Whatever level of familiarity one brings to this piece of theater, it is undeniably absorbing, if occasionally goofy and bewildering. Its creators have conducted detailed forensics on the music, on the myths and legends surrounding its composition, its hostile reception in 1913 Paris, and subsequent impact on the music and dance worlds. Autopsy complete, the corpse was not stitched back together: Stravinsky’s masterpiece has been chopped up, its episodes presented out of order, in several different recordings on top of the cast’s magnificent physical and vocal rendering.
It’s unlikely that any audience, regardless of how well they know the music or the chequered history of dance homages, will be able to connect all the dots in this compelling performance. I’m not sure it matters. (I’m still puzzling over the snippets of Japanese poetry, the disquisitions on the warping of time and space, and the references to YouTube, Susan Boyle and Occupy Wall Street.) As if mocking the work’s own aspirations, actress Ellen Lauren – who plays a delightfully daffy music professor on a mission to enlighten us on Stravinsky’s method of composition – at one point lectures to us while her voice is completely drowned out by the taped music, and while the rest of the company rushes around ignoring her.
The genius of this new work lies in the theatrical explication of the social unease that led to the riot at the Théâtre des Champs Elysées on opening night in 1913. The reported stampede was as much a manifestation of the Parisian audience’s distaste for Stravinsky’s dissonance and Nijinsky’s barbaric dance as it was a reflection of a restless, fearful society on the edge of chaos, at the brink of a war that would be fought as no war had previously been fought. Fighter aircraft, automatic machine guns, and poison gas were among the industrial advances that contributed to the unprecedented bloodbaths of World War I. The central character in A Rite, a shell-shocked World War I soldier played by Will Bond, keeps reliving the “ra-ta-tat-tat,” which merges into Stravinsky’s savage rhythms. By the end of the piece, the pounding rhythms fell each cast member in quick succession, leaving Bond the lone survivor. The final image is of him, imprisoned behind a fence constructed of ribbons of curtain, behind which he desperately runs back and forth, illuminated by strobe lighting.

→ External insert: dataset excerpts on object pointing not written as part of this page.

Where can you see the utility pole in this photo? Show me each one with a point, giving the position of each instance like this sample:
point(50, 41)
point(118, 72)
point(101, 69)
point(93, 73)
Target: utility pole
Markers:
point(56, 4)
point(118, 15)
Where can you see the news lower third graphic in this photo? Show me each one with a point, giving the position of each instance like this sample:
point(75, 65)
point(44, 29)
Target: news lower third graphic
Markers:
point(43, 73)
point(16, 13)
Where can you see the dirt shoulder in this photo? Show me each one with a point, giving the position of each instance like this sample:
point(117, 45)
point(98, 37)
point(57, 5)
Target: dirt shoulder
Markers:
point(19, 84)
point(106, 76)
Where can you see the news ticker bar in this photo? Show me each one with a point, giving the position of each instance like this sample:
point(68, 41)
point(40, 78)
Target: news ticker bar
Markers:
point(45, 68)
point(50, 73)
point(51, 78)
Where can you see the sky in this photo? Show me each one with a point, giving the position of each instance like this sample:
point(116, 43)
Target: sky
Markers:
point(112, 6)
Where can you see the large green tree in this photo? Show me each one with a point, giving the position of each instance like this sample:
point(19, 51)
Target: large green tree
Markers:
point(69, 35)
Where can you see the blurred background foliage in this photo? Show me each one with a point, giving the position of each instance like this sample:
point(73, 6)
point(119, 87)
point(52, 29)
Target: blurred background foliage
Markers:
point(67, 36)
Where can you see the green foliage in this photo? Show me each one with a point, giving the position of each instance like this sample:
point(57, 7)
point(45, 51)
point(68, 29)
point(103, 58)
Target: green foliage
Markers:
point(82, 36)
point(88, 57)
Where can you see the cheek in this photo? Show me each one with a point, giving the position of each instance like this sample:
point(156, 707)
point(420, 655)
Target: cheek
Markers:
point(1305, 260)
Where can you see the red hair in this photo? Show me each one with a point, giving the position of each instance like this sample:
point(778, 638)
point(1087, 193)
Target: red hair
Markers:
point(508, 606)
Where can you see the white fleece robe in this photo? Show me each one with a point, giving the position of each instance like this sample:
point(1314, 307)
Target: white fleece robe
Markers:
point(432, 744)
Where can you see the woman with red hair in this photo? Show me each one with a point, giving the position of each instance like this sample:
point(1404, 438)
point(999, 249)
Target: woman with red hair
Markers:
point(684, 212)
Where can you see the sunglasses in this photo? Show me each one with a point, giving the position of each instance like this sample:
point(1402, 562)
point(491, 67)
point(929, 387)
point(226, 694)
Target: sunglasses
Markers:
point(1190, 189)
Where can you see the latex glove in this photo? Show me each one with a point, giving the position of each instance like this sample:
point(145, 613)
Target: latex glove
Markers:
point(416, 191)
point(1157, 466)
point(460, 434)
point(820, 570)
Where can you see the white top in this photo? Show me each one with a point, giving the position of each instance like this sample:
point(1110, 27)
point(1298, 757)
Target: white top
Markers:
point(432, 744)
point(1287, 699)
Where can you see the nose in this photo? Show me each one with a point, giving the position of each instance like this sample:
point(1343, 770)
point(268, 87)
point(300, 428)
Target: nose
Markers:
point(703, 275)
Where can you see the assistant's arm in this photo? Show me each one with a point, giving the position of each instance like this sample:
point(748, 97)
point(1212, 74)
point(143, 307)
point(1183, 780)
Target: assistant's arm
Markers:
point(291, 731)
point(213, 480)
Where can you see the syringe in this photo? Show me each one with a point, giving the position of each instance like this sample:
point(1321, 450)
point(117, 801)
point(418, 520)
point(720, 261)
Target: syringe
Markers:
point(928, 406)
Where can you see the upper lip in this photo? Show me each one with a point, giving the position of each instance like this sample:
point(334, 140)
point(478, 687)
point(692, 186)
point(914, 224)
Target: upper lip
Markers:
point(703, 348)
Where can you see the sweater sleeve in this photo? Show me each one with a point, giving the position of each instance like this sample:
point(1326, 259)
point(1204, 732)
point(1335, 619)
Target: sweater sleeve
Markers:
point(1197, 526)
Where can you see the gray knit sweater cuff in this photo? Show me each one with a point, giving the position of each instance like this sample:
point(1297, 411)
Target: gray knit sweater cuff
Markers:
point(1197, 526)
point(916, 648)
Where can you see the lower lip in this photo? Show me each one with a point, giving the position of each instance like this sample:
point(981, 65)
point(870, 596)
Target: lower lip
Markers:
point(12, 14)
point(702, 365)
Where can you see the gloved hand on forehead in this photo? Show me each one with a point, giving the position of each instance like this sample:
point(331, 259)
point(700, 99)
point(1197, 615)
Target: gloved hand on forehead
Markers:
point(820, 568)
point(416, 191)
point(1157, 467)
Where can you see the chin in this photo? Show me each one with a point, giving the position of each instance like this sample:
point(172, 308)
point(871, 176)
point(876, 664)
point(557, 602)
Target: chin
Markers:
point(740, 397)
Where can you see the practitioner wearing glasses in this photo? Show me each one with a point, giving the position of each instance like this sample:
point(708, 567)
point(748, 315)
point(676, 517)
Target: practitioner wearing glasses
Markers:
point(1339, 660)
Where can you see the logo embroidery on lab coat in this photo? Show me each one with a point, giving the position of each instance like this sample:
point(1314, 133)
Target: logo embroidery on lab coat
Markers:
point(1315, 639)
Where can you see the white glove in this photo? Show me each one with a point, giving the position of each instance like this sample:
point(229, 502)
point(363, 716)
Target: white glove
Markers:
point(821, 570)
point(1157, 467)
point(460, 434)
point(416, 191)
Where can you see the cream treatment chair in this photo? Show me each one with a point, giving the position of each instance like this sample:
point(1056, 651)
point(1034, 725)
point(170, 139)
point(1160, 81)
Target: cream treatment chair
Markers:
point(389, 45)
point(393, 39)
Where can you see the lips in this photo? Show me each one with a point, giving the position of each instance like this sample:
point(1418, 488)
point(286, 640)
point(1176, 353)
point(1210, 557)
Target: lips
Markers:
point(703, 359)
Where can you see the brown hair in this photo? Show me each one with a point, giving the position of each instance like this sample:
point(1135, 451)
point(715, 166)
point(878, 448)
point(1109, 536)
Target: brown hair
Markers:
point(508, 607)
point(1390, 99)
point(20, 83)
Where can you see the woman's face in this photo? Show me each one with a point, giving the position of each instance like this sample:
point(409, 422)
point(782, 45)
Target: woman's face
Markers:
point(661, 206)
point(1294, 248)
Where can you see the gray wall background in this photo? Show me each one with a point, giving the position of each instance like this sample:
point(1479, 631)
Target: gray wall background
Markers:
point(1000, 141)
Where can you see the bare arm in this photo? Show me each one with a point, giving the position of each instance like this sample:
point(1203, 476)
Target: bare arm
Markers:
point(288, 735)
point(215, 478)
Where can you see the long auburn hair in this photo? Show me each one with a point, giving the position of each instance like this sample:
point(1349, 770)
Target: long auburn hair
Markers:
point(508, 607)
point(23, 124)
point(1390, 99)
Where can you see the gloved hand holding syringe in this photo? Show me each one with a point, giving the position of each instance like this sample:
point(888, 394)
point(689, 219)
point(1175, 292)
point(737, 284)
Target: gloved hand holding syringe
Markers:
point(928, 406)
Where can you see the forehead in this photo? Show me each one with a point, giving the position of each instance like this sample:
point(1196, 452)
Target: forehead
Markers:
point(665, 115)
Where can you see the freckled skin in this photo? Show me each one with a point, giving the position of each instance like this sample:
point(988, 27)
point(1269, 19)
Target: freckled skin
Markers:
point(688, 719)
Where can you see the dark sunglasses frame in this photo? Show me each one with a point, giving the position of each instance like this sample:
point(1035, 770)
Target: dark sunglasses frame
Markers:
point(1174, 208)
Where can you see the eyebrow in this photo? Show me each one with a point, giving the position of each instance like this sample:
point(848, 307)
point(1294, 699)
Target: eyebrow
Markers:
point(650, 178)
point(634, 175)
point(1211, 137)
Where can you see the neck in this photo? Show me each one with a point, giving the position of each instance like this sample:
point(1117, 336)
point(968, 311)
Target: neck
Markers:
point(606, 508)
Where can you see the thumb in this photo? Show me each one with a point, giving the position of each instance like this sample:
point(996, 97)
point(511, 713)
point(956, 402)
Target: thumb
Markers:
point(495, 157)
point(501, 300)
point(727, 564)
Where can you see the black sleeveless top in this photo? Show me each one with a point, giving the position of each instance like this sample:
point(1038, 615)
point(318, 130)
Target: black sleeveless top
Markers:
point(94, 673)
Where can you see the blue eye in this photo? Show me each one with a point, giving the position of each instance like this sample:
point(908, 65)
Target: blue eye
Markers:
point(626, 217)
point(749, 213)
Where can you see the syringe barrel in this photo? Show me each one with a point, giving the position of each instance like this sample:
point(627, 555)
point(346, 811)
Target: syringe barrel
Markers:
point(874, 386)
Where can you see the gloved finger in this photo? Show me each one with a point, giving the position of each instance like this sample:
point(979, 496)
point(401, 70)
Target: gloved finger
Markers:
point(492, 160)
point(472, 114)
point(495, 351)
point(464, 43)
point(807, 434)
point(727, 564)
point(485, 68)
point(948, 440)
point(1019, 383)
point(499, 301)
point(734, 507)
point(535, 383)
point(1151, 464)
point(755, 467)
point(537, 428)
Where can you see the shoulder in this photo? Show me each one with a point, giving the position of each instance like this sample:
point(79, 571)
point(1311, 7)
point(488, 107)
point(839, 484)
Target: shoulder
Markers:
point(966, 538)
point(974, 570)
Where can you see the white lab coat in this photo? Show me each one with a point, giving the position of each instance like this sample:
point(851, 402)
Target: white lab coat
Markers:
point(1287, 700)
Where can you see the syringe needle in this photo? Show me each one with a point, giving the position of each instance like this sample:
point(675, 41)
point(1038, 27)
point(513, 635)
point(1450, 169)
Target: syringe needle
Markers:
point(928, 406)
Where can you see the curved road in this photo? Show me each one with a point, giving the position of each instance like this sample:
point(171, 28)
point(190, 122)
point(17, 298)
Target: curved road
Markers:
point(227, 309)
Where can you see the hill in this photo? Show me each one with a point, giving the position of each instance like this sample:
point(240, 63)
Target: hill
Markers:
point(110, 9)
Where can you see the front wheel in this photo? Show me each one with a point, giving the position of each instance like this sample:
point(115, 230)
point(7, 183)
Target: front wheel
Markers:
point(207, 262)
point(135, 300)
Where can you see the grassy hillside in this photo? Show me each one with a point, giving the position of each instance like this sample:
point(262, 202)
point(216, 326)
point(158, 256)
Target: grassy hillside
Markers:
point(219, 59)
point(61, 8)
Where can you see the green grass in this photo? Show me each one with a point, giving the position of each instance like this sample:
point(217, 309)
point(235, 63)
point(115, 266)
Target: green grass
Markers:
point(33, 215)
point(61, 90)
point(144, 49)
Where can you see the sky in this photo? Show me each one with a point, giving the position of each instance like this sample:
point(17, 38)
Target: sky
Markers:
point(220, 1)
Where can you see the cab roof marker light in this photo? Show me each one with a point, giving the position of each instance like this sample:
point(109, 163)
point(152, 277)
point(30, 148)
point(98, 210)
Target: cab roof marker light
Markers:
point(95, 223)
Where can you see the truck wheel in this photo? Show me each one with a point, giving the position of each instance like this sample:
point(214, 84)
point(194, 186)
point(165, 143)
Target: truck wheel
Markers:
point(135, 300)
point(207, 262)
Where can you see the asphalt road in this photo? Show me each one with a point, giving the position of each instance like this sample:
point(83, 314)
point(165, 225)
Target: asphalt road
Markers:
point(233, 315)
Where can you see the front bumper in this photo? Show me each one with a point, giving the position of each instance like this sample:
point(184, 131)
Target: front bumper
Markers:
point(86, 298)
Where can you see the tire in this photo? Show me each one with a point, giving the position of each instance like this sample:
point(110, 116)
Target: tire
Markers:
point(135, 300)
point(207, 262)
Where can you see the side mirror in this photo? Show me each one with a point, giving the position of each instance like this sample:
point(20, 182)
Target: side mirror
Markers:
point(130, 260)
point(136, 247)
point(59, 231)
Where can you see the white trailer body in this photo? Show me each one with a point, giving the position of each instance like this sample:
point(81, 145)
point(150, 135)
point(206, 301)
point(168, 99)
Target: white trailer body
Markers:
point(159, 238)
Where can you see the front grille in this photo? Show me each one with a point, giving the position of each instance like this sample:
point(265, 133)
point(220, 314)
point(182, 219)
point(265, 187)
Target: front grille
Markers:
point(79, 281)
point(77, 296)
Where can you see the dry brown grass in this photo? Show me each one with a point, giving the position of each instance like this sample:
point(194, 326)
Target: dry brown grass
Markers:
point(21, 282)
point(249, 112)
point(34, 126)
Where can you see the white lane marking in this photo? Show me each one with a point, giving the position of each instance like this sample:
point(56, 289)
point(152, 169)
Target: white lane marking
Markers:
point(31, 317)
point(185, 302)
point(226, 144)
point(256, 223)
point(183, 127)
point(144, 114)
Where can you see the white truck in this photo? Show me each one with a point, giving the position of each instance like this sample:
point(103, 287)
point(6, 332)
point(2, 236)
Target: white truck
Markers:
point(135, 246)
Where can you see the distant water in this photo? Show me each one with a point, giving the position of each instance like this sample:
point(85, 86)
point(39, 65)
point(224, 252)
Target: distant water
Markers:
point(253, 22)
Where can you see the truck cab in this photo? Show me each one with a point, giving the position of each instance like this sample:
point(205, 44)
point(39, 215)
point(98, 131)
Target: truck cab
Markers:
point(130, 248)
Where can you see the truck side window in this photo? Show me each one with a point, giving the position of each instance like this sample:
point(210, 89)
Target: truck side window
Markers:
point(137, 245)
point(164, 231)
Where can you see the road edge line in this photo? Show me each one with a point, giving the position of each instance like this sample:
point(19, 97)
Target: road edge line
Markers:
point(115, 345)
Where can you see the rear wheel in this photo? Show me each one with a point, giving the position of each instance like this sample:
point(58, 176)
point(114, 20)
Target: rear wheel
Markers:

For all the magnificent dancing on offer – most notably by Antonio Brown and Jenna Riegel who each had a number of impressive cyclonic variations – it is a simple but ingenious theatrical device that resonated most deeply. Akiko Aizawa stepped up on to a stool and stretched one leg out to take a step forward. Another cast member swiftly positioned another stool to catch her step. She continued to walk forward slowly and deliberately, like a parading monarch, as her colleagues raced to pick up stools and place them at the ready for her footfalls. Evoking the famous “ceiling dance” by the greatest dancer of all time, Fred Astaire, in Royal Wedding – in which Astaire expressed his joy at being in love by tap-dancing on the walls and ceiling (aided by a revolving set) – Aizawa starts to climb toward the rafters, aided by her comrades who lift her under the arms and position the stools at the appropriate angles so she can continue to step on them. She becomes an angel soaring through space, serene delight on her face.
I came away hoping that Bogart and Jones would tackle other ballet classics: I’m voting for a deconstruction of Swan Lake, a piece of music that was hailed as “undanceable” at its 1877 première in Moscow. The inside scoop on Tchaikovsky, whom Russia has yet to officially recognize as its greatest gay composer, and the byzantine tale of Swan Lake’s creation should make for exciting theatre. Or the even more tortured saga of the making of Prokofiev’s Romeo and Juliet, the composer’s struggles with the Stalinist regime and his spiral into depression.